In questa pagina Franco Vianello Moro sottolinea giustamente come nella vicenda dell’elezione di Sergio Mattarella siano stati i partiti ad essere sconfitti, ma non la politica, che è riuscita a by passarli, imponendo dal Parlamento la scelta più rappresentativa. Il Parlamento per un attimo si è ripreso il ruolo dell’essere espressione della libertà politica. Nella Costituzione Italiana ai partiti si dedicano non più di tre righe, facendo intendere che ai cittadini è possibile associarsi ad essi ma non obbligatorio, come tutte le leggi elettorali invece prevedono ed hanno previsto nel passato. E le leggi elettorali non sono emanazione della Costituzione che su questo tema formale non si esprime. Il cittadino che volesse concorrere alle decisioni politiche al livello più alto, senza associarsi in partito semplicemente non lo può fare. Perché anche le liste elettorali volatili, fatte solo per quelle elezioni, in quel momento sono come dei partiti a tempo. Un cittadino non si associa al Partito, ma per un attimo con il voto è costretto ad associarsi lo stesso con un’imposizione ingiustificata, come se nell’articolo fosse scritto “deve associarsi”. In Costituzione come svolgere le elezioni non lo si dice, e meno che mai sono nominate liste e simboli come gabbia per votare. Quindi chi volesse autocandidarsi e rappresentare lui solo i suoi elettori e basta non lo può mai fare. E per fortuna che in un altro articolo si prevede che non ci sia vincolo di mandato e che ogni parlamentare rappresenta prima di tutto la Nazione. Bene io credo che nell’elezione del Capo dello Stato si sia visto l’embrione di questa possibilità e nessuno mi toglie dalla testa che questa del ‘senza vincolo di mandato’ è stata a suo tempo nell’assemblea costituente una dovuta compensazione all’imposizione partitica o di lista, che le leggi elettorali avrebbero previsto in seguito.

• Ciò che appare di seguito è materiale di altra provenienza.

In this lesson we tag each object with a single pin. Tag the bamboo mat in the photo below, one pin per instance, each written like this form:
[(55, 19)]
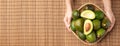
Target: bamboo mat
[(40, 23)]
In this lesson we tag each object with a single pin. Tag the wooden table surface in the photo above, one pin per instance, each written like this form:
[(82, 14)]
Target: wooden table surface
[(40, 23)]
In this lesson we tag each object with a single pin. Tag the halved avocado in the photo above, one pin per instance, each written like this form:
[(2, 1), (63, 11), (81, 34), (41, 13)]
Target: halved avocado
[(72, 26), (89, 14), (81, 35), (100, 32), (91, 37), (96, 24), (79, 24), (105, 23), (75, 14), (90, 7), (88, 27)]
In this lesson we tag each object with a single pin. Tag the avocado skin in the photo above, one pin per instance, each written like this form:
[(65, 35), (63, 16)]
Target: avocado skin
[(72, 26), (96, 24), (91, 37), (79, 24), (75, 14), (81, 35)]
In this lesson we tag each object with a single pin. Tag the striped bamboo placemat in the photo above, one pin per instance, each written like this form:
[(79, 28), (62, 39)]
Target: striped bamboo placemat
[(40, 23)]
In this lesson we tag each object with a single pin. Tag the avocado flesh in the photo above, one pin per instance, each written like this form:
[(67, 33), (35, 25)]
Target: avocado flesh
[(91, 37), (81, 35), (86, 30), (75, 14), (72, 26), (89, 14), (96, 24), (79, 24), (100, 32)]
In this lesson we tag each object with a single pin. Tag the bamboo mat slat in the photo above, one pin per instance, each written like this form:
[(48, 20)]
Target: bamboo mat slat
[(40, 23)]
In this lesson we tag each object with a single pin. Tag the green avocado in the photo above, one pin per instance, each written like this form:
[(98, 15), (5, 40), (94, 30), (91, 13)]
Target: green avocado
[(75, 14), (90, 7), (72, 26), (79, 24), (100, 32), (81, 35), (88, 27), (89, 14), (105, 23), (91, 37), (99, 15), (96, 24)]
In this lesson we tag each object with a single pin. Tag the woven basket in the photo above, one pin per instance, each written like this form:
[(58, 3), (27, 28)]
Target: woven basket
[(107, 31)]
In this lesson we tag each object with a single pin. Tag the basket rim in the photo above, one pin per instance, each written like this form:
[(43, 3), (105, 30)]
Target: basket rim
[(108, 30)]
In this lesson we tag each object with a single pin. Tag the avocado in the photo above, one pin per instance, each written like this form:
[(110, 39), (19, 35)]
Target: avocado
[(72, 26), (105, 23), (79, 24), (96, 24), (75, 14), (88, 27), (81, 35), (100, 32), (91, 37), (89, 14), (99, 14), (90, 7)]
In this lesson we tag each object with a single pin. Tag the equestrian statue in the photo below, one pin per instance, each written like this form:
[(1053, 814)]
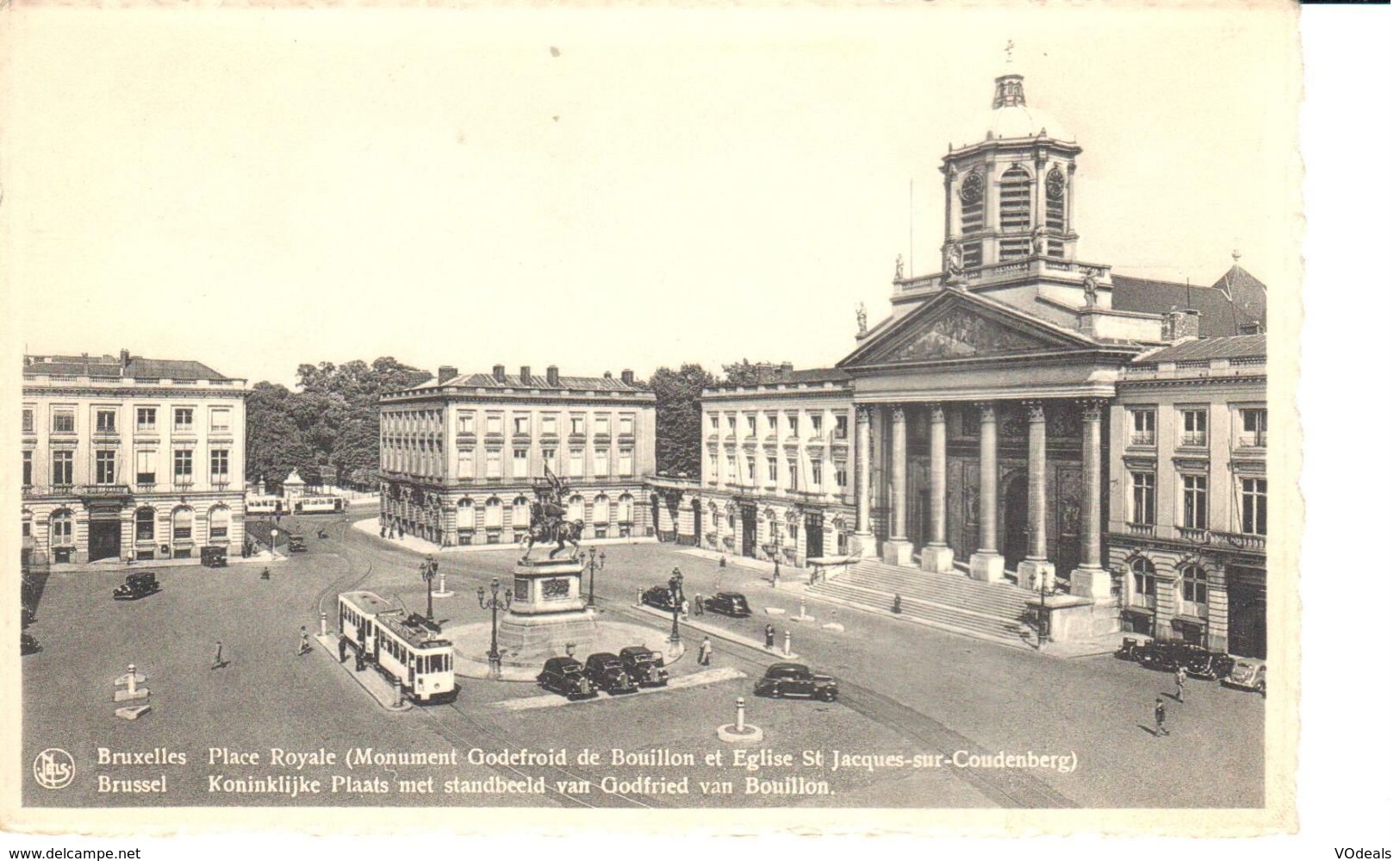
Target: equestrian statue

Il ruolo del Parlamento ha cominciato forse per la prima volta ad essere centrale? La speranza è questa, e una ritrovata centralità parlamentare sdrammatizza il rischio del pensiero unico che si portano dietro ampie maggioranze con grandi coalizioni istituzionali nella Presidenza della Repubblica e possibilmente anche nel Governo. Perché nel Parlamento la dialettica politica può esserci e rappresentare anche posizioni molto diverse su ogni proposta di legge, con maggioranze non blindate in anticipo, ma di volta in volta su ogni tema, con una fisionomia di maggioranze variabili. In futuro non dovremmo più sentire la notizia “il governo è andato sotto quattro volte”, perché il governo con le votazioni in parlamento non dovrebbe centrarci e neppure i voti di fiducia, se le due istituzioni fossero veramente autonome. Lo si concede in questa fase di urgenze ed emergenze, ma anche lo stesso decreto legge dovrebbe essere limitatissimo.
Il Parlamento quindi, snellito come un certo referendum aveva proposto, e io credo che pur mantenendo le due camere, molti passaggi possono essere comunque resi più fluidi. Snelliti in Parlamento e in tutte le situazioni in cui il cittadino può decidere o influire sulle scelte; e sappiamo quanti e quali sono gli ambiti in cui ciò può accadere, sin troppi. E’ il tema della burodemocrazia, cioè della democrazia resa così complessa e avviluppata, in pesi e contrappesi e in luoghi con diritto di veto, da negare se stessa alla radice, con un letale assetto burocratico e formale.
Ma questa, come si dice, è un’altra storia. Alla prossima.